The Turing test began as a thought experiment by Alan Turing in 1950 with the goal of distinguishing human intelligence from artificial intelligence. Despite it being impossible in his day, Turing imagined a time in the future when machines would become powerful enough to begin mimicking human intelligence and devised a test that would be helpful at discerning one from the other. Now, any test with a similar goal is called a Turing test.
The most common example of a Turing test is placing a human judge at a computer screen with two chat windows open. One of the chat windows is connected to a human participant while the other is connected to an artificial intelligence. The judge is expected to communicate with both participants for a period of time, after which, the judge is expected to identify which participant is the human and which is the AI based on how each responded throughout the test.
Turing's initial test was different from this, but the purpose is the same: to discover if a machine can be programmed to imitate human language well-enough to fool people. A secondary philosophical question to ask is, if the AI can successfully trick people into thinking it's a human, is it fair to say that the machine is now "thinking?"
I don't remember exactly when I learned about Turing tests, I believe it was from my high school computer teacher, but it may have been later when I was playing around with artificial intelligence programs. Initially, I was pretty fascinated with them and thought that an AI that could pass a Turing test should be considered a thinking machine, but, after being introduced to the Chinese room thought experiment, I was less impressed by them. Although, I now see flaws with the Chinese room as well.
Passing the Test
To date, nobody has ever written an AI that can pass a Turing test with a competent judge. In 2014, several media outlets reported that an AI program called Eugene Goostman succeeded, but I don't consider it a success. For one, it relied on a trick, claiming to be a 13-year old Ukrainian boy who couldn't understand or write English very well, which is not in the spirit of the test. Two, it only fooled 33% of the judges, and several of them were not educated in the format of the test and did a terrible job vetting the AIs.

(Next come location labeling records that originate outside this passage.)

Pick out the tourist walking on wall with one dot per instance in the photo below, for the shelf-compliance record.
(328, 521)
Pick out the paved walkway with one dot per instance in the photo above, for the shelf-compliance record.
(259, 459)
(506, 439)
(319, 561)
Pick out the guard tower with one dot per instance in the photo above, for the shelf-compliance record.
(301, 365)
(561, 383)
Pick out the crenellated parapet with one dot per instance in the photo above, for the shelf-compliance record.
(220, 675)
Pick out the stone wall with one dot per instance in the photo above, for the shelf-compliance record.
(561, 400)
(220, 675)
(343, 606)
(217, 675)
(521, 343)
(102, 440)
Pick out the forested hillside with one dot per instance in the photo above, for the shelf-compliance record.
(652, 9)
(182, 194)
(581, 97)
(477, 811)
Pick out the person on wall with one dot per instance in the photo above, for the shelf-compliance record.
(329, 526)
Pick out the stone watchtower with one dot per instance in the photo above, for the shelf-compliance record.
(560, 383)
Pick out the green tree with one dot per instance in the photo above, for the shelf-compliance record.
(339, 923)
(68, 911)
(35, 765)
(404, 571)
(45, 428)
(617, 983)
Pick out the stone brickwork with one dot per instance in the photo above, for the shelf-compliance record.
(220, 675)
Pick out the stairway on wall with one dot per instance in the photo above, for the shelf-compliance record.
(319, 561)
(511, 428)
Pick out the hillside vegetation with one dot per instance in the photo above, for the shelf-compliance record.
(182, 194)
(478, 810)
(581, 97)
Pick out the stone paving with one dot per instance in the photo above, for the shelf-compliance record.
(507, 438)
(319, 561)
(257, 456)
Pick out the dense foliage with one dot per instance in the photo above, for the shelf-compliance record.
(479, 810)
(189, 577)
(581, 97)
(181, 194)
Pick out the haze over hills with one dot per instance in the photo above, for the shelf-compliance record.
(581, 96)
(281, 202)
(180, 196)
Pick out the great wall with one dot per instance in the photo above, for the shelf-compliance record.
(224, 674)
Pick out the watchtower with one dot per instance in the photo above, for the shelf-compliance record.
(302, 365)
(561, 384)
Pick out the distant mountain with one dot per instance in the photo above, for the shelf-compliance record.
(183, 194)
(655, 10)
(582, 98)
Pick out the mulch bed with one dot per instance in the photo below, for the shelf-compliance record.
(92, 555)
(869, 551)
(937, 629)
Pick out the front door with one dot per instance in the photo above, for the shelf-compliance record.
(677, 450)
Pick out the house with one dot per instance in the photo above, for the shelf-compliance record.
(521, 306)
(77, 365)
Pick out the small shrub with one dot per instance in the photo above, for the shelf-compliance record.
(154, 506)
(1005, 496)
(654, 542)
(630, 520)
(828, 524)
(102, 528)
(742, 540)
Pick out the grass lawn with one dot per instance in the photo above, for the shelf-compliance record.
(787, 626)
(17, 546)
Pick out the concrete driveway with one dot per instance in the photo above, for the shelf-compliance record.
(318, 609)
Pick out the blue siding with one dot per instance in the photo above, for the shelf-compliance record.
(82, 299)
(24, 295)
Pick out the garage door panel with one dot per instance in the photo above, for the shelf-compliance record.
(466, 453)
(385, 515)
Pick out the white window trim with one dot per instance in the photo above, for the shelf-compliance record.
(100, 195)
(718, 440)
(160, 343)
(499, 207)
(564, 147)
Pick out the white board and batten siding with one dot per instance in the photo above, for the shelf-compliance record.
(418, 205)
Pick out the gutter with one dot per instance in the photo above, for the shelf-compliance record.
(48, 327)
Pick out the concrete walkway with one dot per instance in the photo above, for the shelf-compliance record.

I have never attempted to write an artificial intelligence program in earnest, but I have played with several. From my experience, none of them even come close to passing the test, but I look forward to the day when AIs become impressive enough to do so.
Reverse Turing Test
A reverse Turing test uses the same structure, but reverses the roles. Instead of a human trying to identify a computer, a computer is trying to identify a human. Probably the most popular reverse Turing test is a CAPTCHA (Completely Automated Public Turing test to tell Computers and Humans Apart) where a computer program is used to ensure the person it is in communication with is a human and not a machine. Such a reverse Turing test is used to prevent computers from gaining access to information that is supposed to be available only for humans.
Tricking an AI
Part of the fun of the Turing test, and AIs in general, is figuring out ways to trick the AI into giving itself away with clearly incorrect responses. Here are a couple of questions that might help:
|If there are a pair of people, how many total eyebrows do they have?||Most AIs have to be programmed to solve basic math problems, and sometimes even simple word problems can be parsed and solved. This question is essentially 2×2, but, in order to get the right answer, the AI must know that a pair is the same as two, and that people have two eyebrows each. Even a child will answer this question correctly, but every AI I've tried this question on fails.|
|What is 22 divided by 7?||Since most AIs have basic math skills, they should be able to solve this problem easily. The trick is interpreting their response. Most humans will give only a few decimals of accuracy, and take a long time to figure them out, while a computer can give dozens of decimals of accuracy instantly. Although, a clever AI programmer will write a subroutine to attempt to add delays, errors, and rounding to better fool the judge. CleverBot responded with "3.1428," far too many decimals of accuracy for a human, while Mitsuku responded with a more human sounding "3 and a bit."|
|Will blue justice run the fluffy ice?||This sentence is clearly nonsense, and a human should respond with an expected "WTF?" but since it's structured using proper English syntax, an AI will probably try to formulate a response. Trying to get an AI to determine the difference between a question that makes sense and one that doesn't is extremely difficult.|
\|/ |-| A T | $ Y 0 |_| R |\| A |\/| E?
|After looking at it for awhile, a human will probably identify that this is a question drawn with symbols rather than letters and answer the question correctly. But I've never seen an AI parse it.|
|I'm just a poor boy, nobody loves me (or similar well-known song lyric).||A human will pick up on the pattern and probably start responding with their own lyrics or the next lyric of the song, but an AI will probably respond as though these are actual sentences. However, if the AI has Internet access, it will probably figure this one out. Google's CleverBot often responds with the next lyric.|
|Give me a few words you think of when you hear the word "joy."||In order to answer this question properly the AI must understand that it needs to respond with multiple words, and they all have to be related to the abstract concept "joy." I've never seen an AI answer correctly.|